Additional considerations

(28) If law enforcement agencies are involved, the Director, Governance Services will ascertain whether notification should be withheld or delayed to avoid compromising the investigation.

(29) If the privacy data breach is likely to attract publicity, the Director, Governance Services must notify the Chief Marketing Officer so as to co-ordinate the timing and prepare content for any media release or statement.

Step 4 - Review

(30) The Director, Governance Services will conduct a post-breach review and assessment to improve personal information handling practices. The Director, Governance Services will seek informal input and assistance from the Privacy Data Breach Response Group and others as required.

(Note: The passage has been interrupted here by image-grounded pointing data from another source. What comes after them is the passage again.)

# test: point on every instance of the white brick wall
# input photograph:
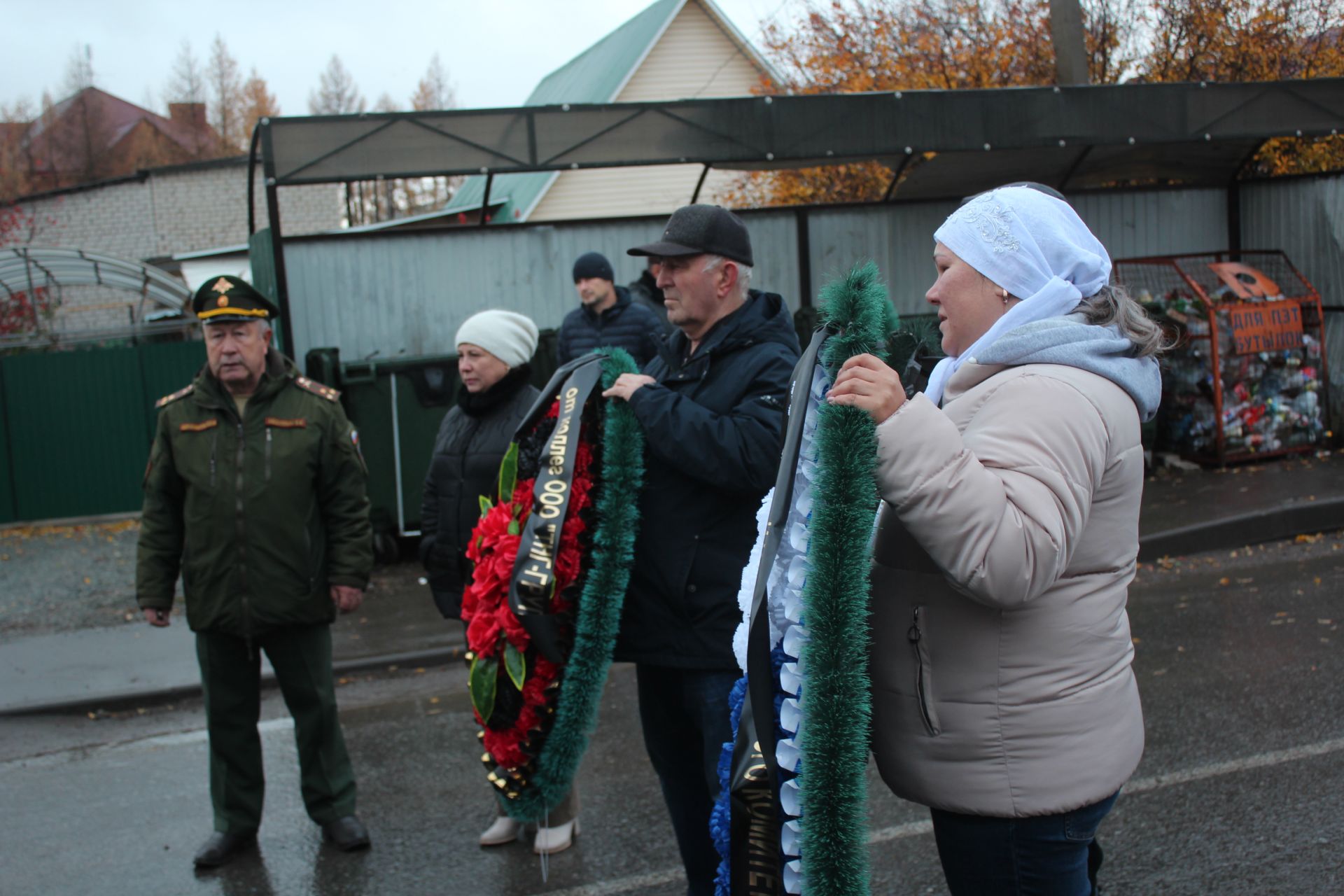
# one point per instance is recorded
(169, 211)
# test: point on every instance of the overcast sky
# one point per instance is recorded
(495, 51)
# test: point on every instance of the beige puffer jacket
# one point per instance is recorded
(1002, 653)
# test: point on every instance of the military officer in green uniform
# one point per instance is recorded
(255, 492)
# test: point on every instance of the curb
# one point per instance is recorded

(31) The Director, Governance Services will:

  1. determine whether any data handling or data security practices led or contributed to the relevant privacy data breach;
  2. consider whether there are any further actions that need to be taken as a result of the relevant privacy data breach, such as:
  3. updating security measures;
  4. reviewing and updating this privacy data breach response plan;
  5. making appropriate changes to practices, systems, other processes, policies and procedures;
  6. revising staff training practices;
  7. reviewing external vendors' security or contract terms and ongoing engagement; and
  8. considering undertaking an audit to ensure necessary outcomes are implemented.

(32) Where a privacy data breach occurs resulting in mandatory notification, the Director, Governance Services will provide a report to the Vice Chancellor's Group on the breach and the outcome.

(33) The Director, Governance Services will provide an annual report to the Vice Chancellor's Group and the Audit and Risk Management Committee regarding the incidence and outcome of privacy data breaches.